You do realise that many British women's surnames are names they inherited from their fathers? And even if they were given their mother's surname, then THAT surname is most likely inherited from their grandfather? And so on and so forth?
So, why are you "really angry" about my son having the surname of his father (who gave me my son in the first place, loves his son and me, has supported me throughout the pregnancy, and will raise him alongside me in the home he helped me to afford) instead of the name of my father (who I only used to see at weekends growing up and will probably visit my son once a month at best) or (had my mother given me her maiden name) my maternal grandfather (who had a difficult relationship with my mother and won't be involved at all on account of being dead)?
If it's patrilineal surnames that bother you, shouldn't you instead be "really angry" that any people at all in Britain have a surname? Shouldn't you rage at yourself for having the surname of your [insert male relative/ancestor here]? Shouldn't you be campaigning for a reset of every surname in Britain, in which we all tit about inventing new surnames from scratch?
I am assuming you are equally bothered by women who allow themselves to be "given away" by their fathers at weddings because of the historical connotations that a daughter was her father's property. But... you think I should have "ownership" over my son? Why is that okay but not the reverse? Why should anyone be owned by anyone else?
While pregnancy has its challenges, why is the child more my child than my partner's on the basis of my biology? I thought feminists didn't want women to have their status dictated by biology, to be seen as mere "baby incubators" - why, then, am I allowed to whip out my baby incubator card to determine my child's surname? Why does my 9 months of discomfort during pregnancy trump my partner's disproportionate financial contribution during my maternity leave? Why does only the period of pregnancy count in your calculations? Should an adopted child be forced to retain the surname of an abusive/neglectful biological mother because the biological mother was the one who carried the baby and therefore has "dibs"? Should we extend your logic to all childcare or to all suffering undertaken on behalf of the child - if so, should the surname change from mine to my partner's if my partner becomes a stay at home dad for longer than the duration of my pregnancy, or if he protects our child from being mauled by a dog and suffers life-changing injuries that are more painful and lasting than my labour? Is it practical, healthy or ethical to continually change a child's surname based on an endless, tedious, immature game of tit for tat?

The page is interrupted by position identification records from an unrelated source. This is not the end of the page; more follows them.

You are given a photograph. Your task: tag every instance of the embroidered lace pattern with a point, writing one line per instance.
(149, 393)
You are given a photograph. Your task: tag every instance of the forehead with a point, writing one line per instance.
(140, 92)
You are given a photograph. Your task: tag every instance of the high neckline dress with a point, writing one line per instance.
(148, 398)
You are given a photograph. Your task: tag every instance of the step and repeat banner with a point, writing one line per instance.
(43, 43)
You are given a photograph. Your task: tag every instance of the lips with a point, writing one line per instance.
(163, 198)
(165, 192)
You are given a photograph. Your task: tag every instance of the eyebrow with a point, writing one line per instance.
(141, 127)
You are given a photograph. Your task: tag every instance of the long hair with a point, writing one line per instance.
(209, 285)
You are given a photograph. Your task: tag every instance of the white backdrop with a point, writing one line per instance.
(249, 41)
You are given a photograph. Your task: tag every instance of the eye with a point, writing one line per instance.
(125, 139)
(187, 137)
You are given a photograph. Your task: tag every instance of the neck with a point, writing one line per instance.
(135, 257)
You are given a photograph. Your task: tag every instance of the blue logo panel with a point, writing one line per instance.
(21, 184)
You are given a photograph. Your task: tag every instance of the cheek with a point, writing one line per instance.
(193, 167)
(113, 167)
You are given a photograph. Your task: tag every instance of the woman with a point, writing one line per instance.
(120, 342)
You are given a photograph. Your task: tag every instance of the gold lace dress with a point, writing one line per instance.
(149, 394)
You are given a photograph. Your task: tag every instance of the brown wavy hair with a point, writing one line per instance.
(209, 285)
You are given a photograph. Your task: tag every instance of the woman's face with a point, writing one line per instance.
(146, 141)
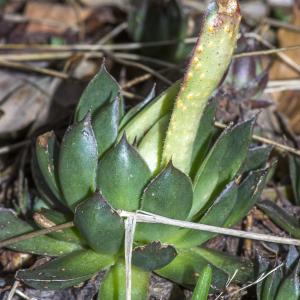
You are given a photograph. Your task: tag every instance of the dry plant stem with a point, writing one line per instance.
(34, 234)
(130, 224)
(144, 217)
(23, 296)
(285, 58)
(113, 33)
(266, 141)
(261, 278)
(10, 148)
(136, 81)
(280, 24)
(266, 52)
(20, 66)
(13, 290)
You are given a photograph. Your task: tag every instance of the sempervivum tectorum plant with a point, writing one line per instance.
(164, 157)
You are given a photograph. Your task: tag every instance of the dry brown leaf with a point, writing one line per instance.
(54, 18)
(289, 102)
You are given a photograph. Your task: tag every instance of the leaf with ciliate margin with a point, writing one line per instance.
(114, 284)
(78, 160)
(205, 133)
(105, 125)
(135, 129)
(122, 176)
(43, 188)
(153, 256)
(187, 265)
(101, 90)
(12, 226)
(249, 192)
(256, 158)
(46, 150)
(137, 108)
(66, 271)
(151, 145)
(170, 194)
(100, 224)
(216, 215)
(48, 216)
(280, 217)
(221, 164)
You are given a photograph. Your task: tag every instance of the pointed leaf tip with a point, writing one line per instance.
(100, 224)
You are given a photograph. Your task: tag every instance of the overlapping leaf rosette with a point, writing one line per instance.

Not that it's your business, but my children will have my partner's surname because:
- my partner is a good man and I love him (shocking, I know)
- he ISN'T carrying the baby - he's been excluded from a lot of the so-called "intrusive" private bonding I've had with my son, so I would like him to pass on his surname to give him that extra sense of connection; frankly, it's a poor consolation prize compared to several months of kicks, chats and giggles but it's the best I can offer
- each to their own, but I personally dislike double-barrelling. It's cumbersome. Plus, both of our surnames resulted in us being teased a little bit at school, and if you try to double-barrel them it results in something far worse
- I will probably be at the school gates/play groups more than my partner, so I am more likely to be immediately recognised as the mother of my child regardless of my surname; I am also perceived as less of a "threat" to a child on account of being female. My partner is not only male but a different race to me; misunderstandings have been known to happen in public settings when the father and child don't look similar, such as accusations of kidnapping. Partner and son sharing a surname might help to prove they are related or at least make my partner more memorable to acquaintances as the father.

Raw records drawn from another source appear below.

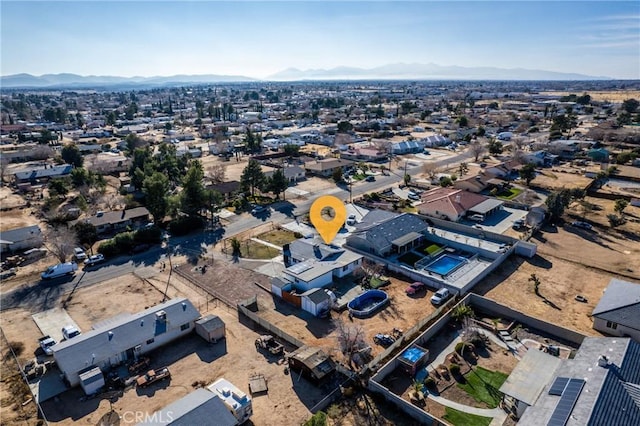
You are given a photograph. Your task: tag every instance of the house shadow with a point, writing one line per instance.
(71, 404)
(540, 262)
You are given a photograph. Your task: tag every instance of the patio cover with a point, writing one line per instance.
(406, 239)
(527, 380)
(486, 206)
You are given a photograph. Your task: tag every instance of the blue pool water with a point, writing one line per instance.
(445, 264)
(412, 355)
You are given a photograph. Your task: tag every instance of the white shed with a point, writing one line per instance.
(211, 328)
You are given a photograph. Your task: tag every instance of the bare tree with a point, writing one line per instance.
(60, 242)
(351, 340)
(4, 162)
(217, 173)
(477, 149)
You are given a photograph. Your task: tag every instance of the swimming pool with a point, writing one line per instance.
(445, 264)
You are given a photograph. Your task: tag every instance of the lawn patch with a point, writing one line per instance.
(253, 250)
(458, 418)
(483, 385)
(278, 237)
(509, 194)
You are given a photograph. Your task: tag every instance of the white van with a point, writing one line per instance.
(59, 270)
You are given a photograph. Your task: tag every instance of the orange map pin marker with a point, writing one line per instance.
(327, 226)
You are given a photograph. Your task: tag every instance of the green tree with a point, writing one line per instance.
(193, 197)
(278, 183)
(620, 205)
(156, 188)
(86, 233)
(528, 173)
(336, 175)
(252, 178)
(71, 155)
(58, 187)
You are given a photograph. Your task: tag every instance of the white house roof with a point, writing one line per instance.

- I'm not tremendously attached to my surname anyway. I used to think about continuity of my dad's surname when I was younger, but my paternal grandfather was an absolute bastard so I'm not bothered anymore. I doubt my dad cares or expects any different, and no doubt if I asked him how he felt about the family name dying with me, you would consider that offensive, too, because I would be committing the cardinal sin of asking a man's opinion about something
I would do all of the above if my partner was a woman, too, if you were wondering.
It's a real shame that you dismiss women's right to make their own choices as "bollocks" because they don't agree with you, but never mind.